I've come across an interesting matrix identity in my work. I'll define the NxN matrix as $$S_{ij} = 2^{-(2N - i - j + 1)} \frac{(2N - i - j)!}{(N-i)!(N-j)!}.$$ I find numerically that $$\sum_{i,j=1}^N S^{-1}_{ij} = 2N,$$ (the sum is over the elements of the matrix inverse). In fact, I expected to get 2N based on the problem I'm studying, but I don't know what this complicated matrix expression is doing or why it equals 2N. Does any of this look familiar to anyone here?

P.S. If this is in the wrong subforum, please move it.

Mentor
Interesting, how did you come across this? using some numerical computing software like matlab?

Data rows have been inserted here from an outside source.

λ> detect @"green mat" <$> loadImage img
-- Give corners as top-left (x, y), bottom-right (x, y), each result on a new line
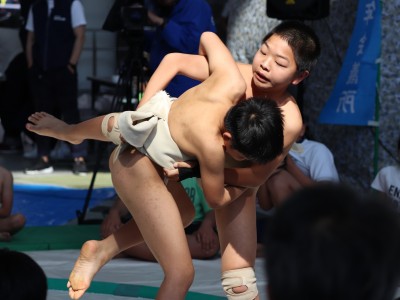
top-left (48, 278), bottom-right (225, 299)
top-left (0, 225), bottom-right (100, 251)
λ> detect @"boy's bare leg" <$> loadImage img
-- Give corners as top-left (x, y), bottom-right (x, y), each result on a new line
top-left (67, 218), bottom-right (142, 299)
top-left (111, 147), bottom-right (195, 299)
top-left (26, 112), bottom-right (108, 144)
top-left (67, 147), bottom-right (195, 299)
top-left (216, 188), bottom-right (260, 299)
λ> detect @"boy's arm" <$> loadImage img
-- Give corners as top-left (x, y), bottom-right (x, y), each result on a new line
top-left (26, 31), bottom-right (34, 68)
top-left (285, 155), bottom-right (314, 186)
top-left (138, 53), bottom-right (209, 108)
top-left (224, 154), bottom-right (284, 188)
top-left (139, 31), bottom-right (244, 108)
top-left (68, 25), bottom-right (85, 72)
top-left (197, 145), bottom-right (246, 208)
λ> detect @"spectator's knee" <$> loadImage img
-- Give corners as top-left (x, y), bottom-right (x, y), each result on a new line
top-left (11, 214), bottom-right (26, 228)
top-left (7, 213), bottom-right (26, 235)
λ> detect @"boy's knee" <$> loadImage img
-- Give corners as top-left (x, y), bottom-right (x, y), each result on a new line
top-left (221, 267), bottom-right (258, 300)
top-left (168, 263), bottom-right (195, 288)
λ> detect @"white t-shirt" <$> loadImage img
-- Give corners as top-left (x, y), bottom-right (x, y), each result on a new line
top-left (289, 138), bottom-right (340, 182)
top-left (25, 0), bottom-right (86, 32)
top-left (371, 165), bottom-right (400, 210)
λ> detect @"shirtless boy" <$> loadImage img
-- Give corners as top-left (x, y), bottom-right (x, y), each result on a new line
top-left (26, 32), bottom-right (284, 299)
top-left (146, 21), bottom-right (320, 299)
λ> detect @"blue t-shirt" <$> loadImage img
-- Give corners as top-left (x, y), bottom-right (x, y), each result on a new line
top-left (145, 0), bottom-right (216, 97)
top-left (181, 178), bottom-right (211, 223)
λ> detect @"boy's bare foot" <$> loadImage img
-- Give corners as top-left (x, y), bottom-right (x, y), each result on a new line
top-left (26, 112), bottom-right (82, 144)
top-left (67, 240), bottom-right (110, 299)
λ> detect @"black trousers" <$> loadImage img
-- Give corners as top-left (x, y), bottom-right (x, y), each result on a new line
top-left (28, 65), bottom-right (87, 158)
top-left (0, 52), bottom-right (34, 142)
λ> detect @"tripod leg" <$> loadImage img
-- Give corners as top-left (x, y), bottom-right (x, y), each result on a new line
top-left (77, 141), bottom-right (107, 224)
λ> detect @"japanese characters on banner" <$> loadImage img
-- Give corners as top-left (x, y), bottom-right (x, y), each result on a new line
top-left (318, 0), bottom-right (381, 126)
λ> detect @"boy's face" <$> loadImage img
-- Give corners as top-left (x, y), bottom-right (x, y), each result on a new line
top-left (252, 34), bottom-right (303, 92)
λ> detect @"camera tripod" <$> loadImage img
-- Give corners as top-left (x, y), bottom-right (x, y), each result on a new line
top-left (76, 32), bottom-right (148, 224)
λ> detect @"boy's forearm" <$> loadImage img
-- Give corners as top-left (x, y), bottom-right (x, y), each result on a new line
top-left (221, 185), bottom-right (247, 208)
top-left (138, 54), bottom-right (179, 107)
top-left (286, 163), bottom-right (314, 186)
top-left (224, 155), bottom-right (284, 188)
top-left (26, 31), bottom-right (34, 67)
top-left (208, 185), bottom-right (247, 209)
top-left (139, 53), bottom-right (209, 108)
top-left (70, 25), bottom-right (85, 65)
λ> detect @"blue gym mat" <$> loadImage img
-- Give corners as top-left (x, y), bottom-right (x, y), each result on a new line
top-left (12, 184), bottom-right (115, 226)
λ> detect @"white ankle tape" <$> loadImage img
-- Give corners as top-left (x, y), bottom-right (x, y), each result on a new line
top-left (101, 113), bottom-right (122, 145)
top-left (221, 267), bottom-right (258, 300)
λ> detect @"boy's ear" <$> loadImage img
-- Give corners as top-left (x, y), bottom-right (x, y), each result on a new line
top-left (222, 131), bottom-right (232, 144)
top-left (291, 70), bottom-right (309, 85)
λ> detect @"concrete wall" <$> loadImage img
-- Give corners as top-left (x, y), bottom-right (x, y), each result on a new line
top-left (303, 0), bottom-right (400, 190)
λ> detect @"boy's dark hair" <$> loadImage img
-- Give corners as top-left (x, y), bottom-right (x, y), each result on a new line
top-left (0, 248), bottom-right (48, 300)
top-left (224, 97), bottom-right (284, 164)
top-left (263, 20), bottom-right (321, 72)
top-left (264, 183), bottom-right (400, 300)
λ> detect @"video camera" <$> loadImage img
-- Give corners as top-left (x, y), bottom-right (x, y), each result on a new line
top-left (102, 0), bottom-right (147, 36)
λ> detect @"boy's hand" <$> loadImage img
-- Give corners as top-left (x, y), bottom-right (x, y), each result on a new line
top-left (163, 161), bottom-right (199, 182)
top-left (196, 223), bottom-right (218, 253)
top-left (101, 209), bottom-right (122, 238)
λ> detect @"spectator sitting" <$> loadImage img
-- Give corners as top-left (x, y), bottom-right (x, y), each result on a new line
top-left (371, 134), bottom-right (400, 211)
top-left (257, 121), bottom-right (339, 210)
top-left (0, 166), bottom-right (26, 242)
top-left (263, 182), bottom-right (400, 300)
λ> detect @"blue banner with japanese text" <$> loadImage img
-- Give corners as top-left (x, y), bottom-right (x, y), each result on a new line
top-left (318, 0), bottom-right (380, 126)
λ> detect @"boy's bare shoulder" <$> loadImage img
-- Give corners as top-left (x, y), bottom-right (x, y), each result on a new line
top-left (188, 131), bottom-right (225, 167)
top-left (278, 93), bottom-right (303, 149)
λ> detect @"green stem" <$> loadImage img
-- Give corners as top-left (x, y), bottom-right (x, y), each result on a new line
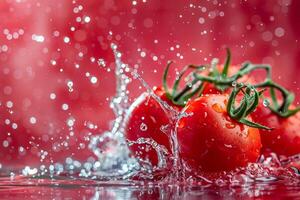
top-left (227, 84), bottom-right (271, 130)
top-left (173, 78), bottom-right (199, 102)
top-left (163, 61), bottom-right (174, 100)
top-left (221, 48), bottom-right (231, 78)
top-left (194, 62), bottom-right (300, 118)
top-left (162, 61), bottom-right (205, 106)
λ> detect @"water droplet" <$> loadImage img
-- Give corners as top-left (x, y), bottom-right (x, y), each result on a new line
top-left (62, 103), bottom-right (69, 111)
top-left (6, 101), bottom-right (13, 108)
top-left (50, 93), bottom-right (56, 100)
top-left (3, 140), bottom-right (9, 148)
top-left (274, 27), bottom-right (285, 38)
top-left (90, 76), bottom-right (98, 84)
top-left (64, 36), bottom-right (70, 43)
top-left (84, 16), bottom-right (91, 23)
top-left (263, 99), bottom-right (270, 107)
top-left (67, 117), bottom-right (75, 127)
top-left (12, 123), bottom-right (18, 129)
top-left (198, 17), bottom-right (205, 24)
top-left (30, 117), bottom-right (37, 124)
top-left (224, 144), bottom-right (233, 148)
top-left (212, 103), bottom-right (224, 113)
top-left (226, 123), bottom-right (236, 129)
top-left (67, 80), bottom-right (74, 92)
top-left (140, 51), bottom-right (146, 57)
top-left (31, 34), bottom-right (45, 43)
top-left (140, 123), bottom-right (148, 131)
top-left (111, 43), bottom-right (117, 50)
top-left (97, 58), bottom-right (106, 67)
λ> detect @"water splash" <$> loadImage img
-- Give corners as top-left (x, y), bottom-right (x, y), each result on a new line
top-left (88, 44), bottom-right (140, 179)
top-left (131, 68), bottom-right (193, 179)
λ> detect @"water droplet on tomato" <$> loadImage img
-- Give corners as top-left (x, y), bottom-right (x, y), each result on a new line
top-left (140, 123), bottom-right (148, 131)
top-left (225, 123), bottom-right (236, 129)
top-left (212, 103), bottom-right (224, 113)
top-left (224, 144), bottom-right (233, 148)
top-left (263, 99), bottom-right (270, 107)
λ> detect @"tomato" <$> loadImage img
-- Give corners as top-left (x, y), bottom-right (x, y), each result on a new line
top-left (252, 103), bottom-right (300, 157)
top-left (177, 94), bottom-right (262, 172)
top-left (125, 87), bottom-right (181, 166)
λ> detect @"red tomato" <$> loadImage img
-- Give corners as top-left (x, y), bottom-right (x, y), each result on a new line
top-left (125, 87), bottom-right (181, 166)
top-left (177, 94), bottom-right (262, 172)
top-left (252, 103), bottom-right (300, 157)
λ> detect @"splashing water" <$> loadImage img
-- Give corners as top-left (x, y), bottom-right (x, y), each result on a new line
top-left (88, 44), bottom-right (140, 179)
top-left (86, 43), bottom-right (194, 180)
top-left (131, 69), bottom-right (192, 175)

@fresh_42 or @Mark44 might be interested in how you discovered this.

Gold Member
I haven't run through the math, but keep in mind that the inverse matrix element can be expressed as:
$$(S^{-1})_{ij} = \frac{1}{\det{S}}C_{ji}$$
where ##C_{ji}## is the element of the transposed cofactor matrix. Also remember that the determinant can be expressed as a cofactor expansion:
$$\det{S} = \sum_{i=1}^{N} S_{ij} C_{ij}$$
Also keep in mind that the cofactor expansion works for any row or any column, so that
$$(S^{-1})_{ij} = \frac{C_{ji}}{ \sum_{i=1}^{N} S_{ji} C_{ji}}$$
I dunno, maybe that helps. It might not hurt, too, to see if you can pull out a general formula for the cofactor.

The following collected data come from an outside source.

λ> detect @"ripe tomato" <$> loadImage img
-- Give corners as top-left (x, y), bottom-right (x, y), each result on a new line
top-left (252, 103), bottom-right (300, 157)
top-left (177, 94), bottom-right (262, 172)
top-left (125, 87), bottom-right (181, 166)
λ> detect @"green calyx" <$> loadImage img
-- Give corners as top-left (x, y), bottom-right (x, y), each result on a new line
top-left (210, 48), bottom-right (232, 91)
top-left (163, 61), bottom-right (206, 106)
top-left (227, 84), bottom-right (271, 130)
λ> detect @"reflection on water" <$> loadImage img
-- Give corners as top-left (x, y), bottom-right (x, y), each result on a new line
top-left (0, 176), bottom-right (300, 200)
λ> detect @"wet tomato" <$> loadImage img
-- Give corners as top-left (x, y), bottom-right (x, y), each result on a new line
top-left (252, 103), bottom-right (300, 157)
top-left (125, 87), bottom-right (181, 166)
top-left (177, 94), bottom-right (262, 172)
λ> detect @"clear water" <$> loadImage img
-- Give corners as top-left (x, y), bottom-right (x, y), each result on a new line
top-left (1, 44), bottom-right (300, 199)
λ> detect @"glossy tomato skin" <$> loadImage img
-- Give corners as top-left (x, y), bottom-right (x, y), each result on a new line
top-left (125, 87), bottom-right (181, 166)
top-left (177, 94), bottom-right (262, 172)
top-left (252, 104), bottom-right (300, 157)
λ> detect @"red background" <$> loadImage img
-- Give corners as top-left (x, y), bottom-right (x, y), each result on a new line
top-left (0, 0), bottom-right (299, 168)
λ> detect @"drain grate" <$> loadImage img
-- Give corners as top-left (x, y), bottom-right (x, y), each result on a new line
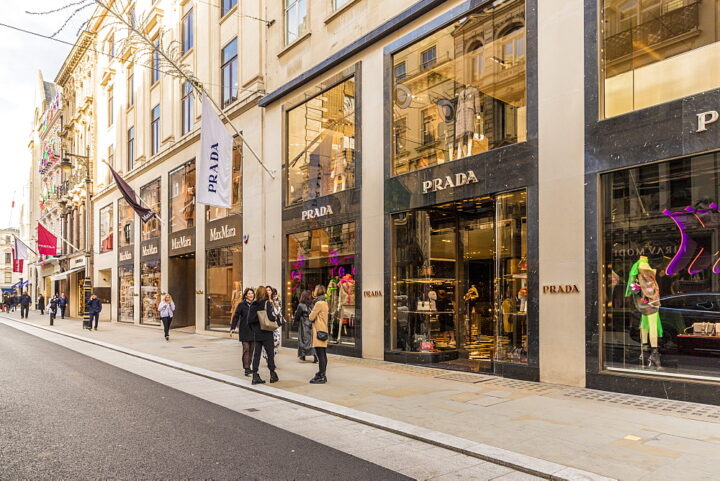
top-left (484, 378), bottom-right (557, 393)
top-left (435, 373), bottom-right (495, 383)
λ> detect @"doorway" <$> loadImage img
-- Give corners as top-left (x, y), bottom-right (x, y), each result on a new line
top-left (168, 254), bottom-right (196, 329)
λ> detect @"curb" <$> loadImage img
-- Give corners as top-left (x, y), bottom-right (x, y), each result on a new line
top-left (2, 317), bottom-right (615, 481)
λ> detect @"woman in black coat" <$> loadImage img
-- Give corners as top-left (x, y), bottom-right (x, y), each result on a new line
top-left (247, 286), bottom-right (279, 385)
top-left (293, 289), bottom-right (317, 362)
top-left (230, 287), bottom-right (255, 376)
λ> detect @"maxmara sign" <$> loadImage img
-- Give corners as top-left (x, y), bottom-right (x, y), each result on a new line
top-left (422, 170), bottom-right (479, 194)
top-left (209, 224), bottom-right (237, 242)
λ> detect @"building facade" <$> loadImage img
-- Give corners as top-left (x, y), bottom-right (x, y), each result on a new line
top-left (28, 0), bottom-right (720, 404)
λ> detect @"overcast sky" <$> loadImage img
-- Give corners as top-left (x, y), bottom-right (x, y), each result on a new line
top-left (0, 1), bottom-right (88, 234)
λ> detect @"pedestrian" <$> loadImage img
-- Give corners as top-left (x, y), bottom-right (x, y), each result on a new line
top-left (59, 293), bottom-right (68, 319)
top-left (37, 293), bottom-right (45, 315)
top-left (266, 286), bottom-right (283, 356)
top-left (2, 293), bottom-right (7, 312)
top-left (48, 294), bottom-right (58, 326)
top-left (294, 290), bottom-right (317, 363)
top-left (19, 291), bottom-right (31, 319)
top-left (158, 294), bottom-right (175, 341)
top-left (9, 293), bottom-right (16, 312)
top-left (230, 287), bottom-right (255, 376)
top-left (247, 285), bottom-right (280, 385)
top-left (86, 294), bottom-right (102, 330)
top-left (308, 285), bottom-right (330, 384)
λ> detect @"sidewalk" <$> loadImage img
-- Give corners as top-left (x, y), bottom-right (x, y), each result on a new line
top-left (6, 310), bottom-right (720, 481)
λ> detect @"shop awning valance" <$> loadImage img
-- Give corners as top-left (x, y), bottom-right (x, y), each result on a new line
top-left (50, 266), bottom-right (85, 281)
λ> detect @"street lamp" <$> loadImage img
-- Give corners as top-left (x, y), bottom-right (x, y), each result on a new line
top-left (61, 145), bottom-right (93, 330)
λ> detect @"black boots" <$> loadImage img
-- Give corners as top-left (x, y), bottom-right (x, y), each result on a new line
top-left (313, 355), bottom-right (318, 364)
top-left (269, 371), bottom-right (279, 383)
top-left (244, 368), bottom-right (252, 376)
top-left (251, 373), bottom-right (265, 385)
top-left (648, 348), bottom-right (662, 369)
top-left (309, 373), bottom-right (327, 384)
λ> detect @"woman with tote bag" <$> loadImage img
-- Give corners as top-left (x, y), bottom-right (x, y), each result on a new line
top-left (247, 286), bottom-right (280, 385)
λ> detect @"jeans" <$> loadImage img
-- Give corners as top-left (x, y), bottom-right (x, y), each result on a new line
top-left (315, 347), bottom-right (328, 376)
top-left (20, 305), bottom-right (29, 318)
top-left (252, 339), bottom-right (275, 373)
top-left (60, 306), bottom-right (66, 318)
top-left (242, 341), bottom-right (255, 370)
top-left (89, 312), bottom-right (99, 329)
top-left (161, 316), bottom-right (172, 337)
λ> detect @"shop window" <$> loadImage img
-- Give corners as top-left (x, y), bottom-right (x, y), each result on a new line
top-left (140, 260), bottom-right (160, 324)
top-left (286, 222), bottom-right (357, 346)
top-left (118, 198), bottom-right (134, 247)
top-left (206, 245), bottom-right (242, 329)
top-left (222, 38), bottom-right (238, 107)
top-left (127, 71), bottom-right (134, 107)
top-left (601, 153), bottom-right (720, 380)
top-left (99, 203), bottom-right (113, 253)
top-left (286, 77), bottom-right (356, 205)
top-left (5, 253), bottom-right (10, 264)
top-left (207, 142), bottom-right (242, 221)
top-left (391, 0), bottom-right (527, 175)
top-left (118, 265), bottom-right (134, 323)
top-left (140, 179), bottom-right (161, 240)
top-left (285, 0), bottom-right (308, 45)
top-left (391, 191), bottom-right (528, 369)
top-left (601, 0), bottom-right (720, 117)
top-left (169, 161), bottom-right (196, 232)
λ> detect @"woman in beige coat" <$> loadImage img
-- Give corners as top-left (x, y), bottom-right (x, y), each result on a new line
top-left (308, 284), bottom-right (329, 384)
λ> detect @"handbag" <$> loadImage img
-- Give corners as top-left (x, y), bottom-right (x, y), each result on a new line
top-left (687, 322), bottom-right (716, 336)
top-left (258, 302), bottom-right (280, 331)
top-left (316, 331), bottom-right (329, 341)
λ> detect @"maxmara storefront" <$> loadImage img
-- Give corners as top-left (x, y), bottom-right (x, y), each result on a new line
top-left (254, 0), bottom-right (720, 404)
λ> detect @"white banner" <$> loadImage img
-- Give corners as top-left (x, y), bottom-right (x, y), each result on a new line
top-left (197, 95), bottom-right (232, 208)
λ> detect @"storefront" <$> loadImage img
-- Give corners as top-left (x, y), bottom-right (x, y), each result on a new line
top-left (168, 161), bottom-right (196, 329)
top-left (140, 179), bottom-right (161, 325)
top-left (281, 65), bottom-right (362, 355)
top-left (117, 197), bottom-right (135, 323)
top-left (383, 0), bottom-right (538, 378)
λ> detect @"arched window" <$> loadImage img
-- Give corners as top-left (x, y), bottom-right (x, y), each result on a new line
top-left (466, 40), bottom-right (484, 82)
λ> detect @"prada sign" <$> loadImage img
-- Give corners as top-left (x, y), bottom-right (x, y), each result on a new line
top-left (697, 110), bottom-right (719, 132)
top-left (543, 284), bottom-right (580, 294)
top-left (206, 214), bottom-right (242, 248)
top-left (301, 205), bottom-right (334, 221)
top-left (140, 238), bottom-right (161, 260)
top-left (169, 228), bottom-right (195, 256)
top-left (118, 245), bottom-right (134, 265)
top-left (422, 170), bottom-right (479, 194)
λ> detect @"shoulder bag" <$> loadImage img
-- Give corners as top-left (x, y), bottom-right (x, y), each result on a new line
top-left (258, 301), bottom-right (280, 331)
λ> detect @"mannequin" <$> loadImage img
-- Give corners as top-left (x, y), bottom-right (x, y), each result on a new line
top-left (625, 256), bottom-right (663, 369)
top-left (454, 86), bottom-right (482, 158)
top-left (464, 285), bottom-right (480, 335)
top-left (337, 274), bottom-right (355, 342)
top-left (230, 281), bottom-right (242, 314)
top-left (518, 286), bottom-right (527, 313)
top-left (326, 277), bottom-right (340, 336)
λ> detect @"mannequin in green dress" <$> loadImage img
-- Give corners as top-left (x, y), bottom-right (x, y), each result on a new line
top-left (625, 256), bottom-right (663, 369)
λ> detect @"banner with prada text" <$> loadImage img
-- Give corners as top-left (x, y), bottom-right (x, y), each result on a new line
top-left (197, 94), bottom-right (232, 208)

$$\frac{\left[ \int_0^\infty f(t) dt \right]^2}{\int_0^\infty f^2(t) dt }$$ where $$f(t) = \sum_{i=1}^N w_i \frac{(ct)^{N-i}}{(N-i)!} e^{\lambda t}$$ and $$w_i$$ are weights which I want to maximise with respect to. I can show that the maximum is $$\frac{1}{-\lambda} \sum_{ij} \left(S^{-1}\right)_{ij}$$ and using Matlab this turns out to be $$\frac{2N}{-\lambda}$$ for N=1...15 (I stopped here as it became numerically unstable).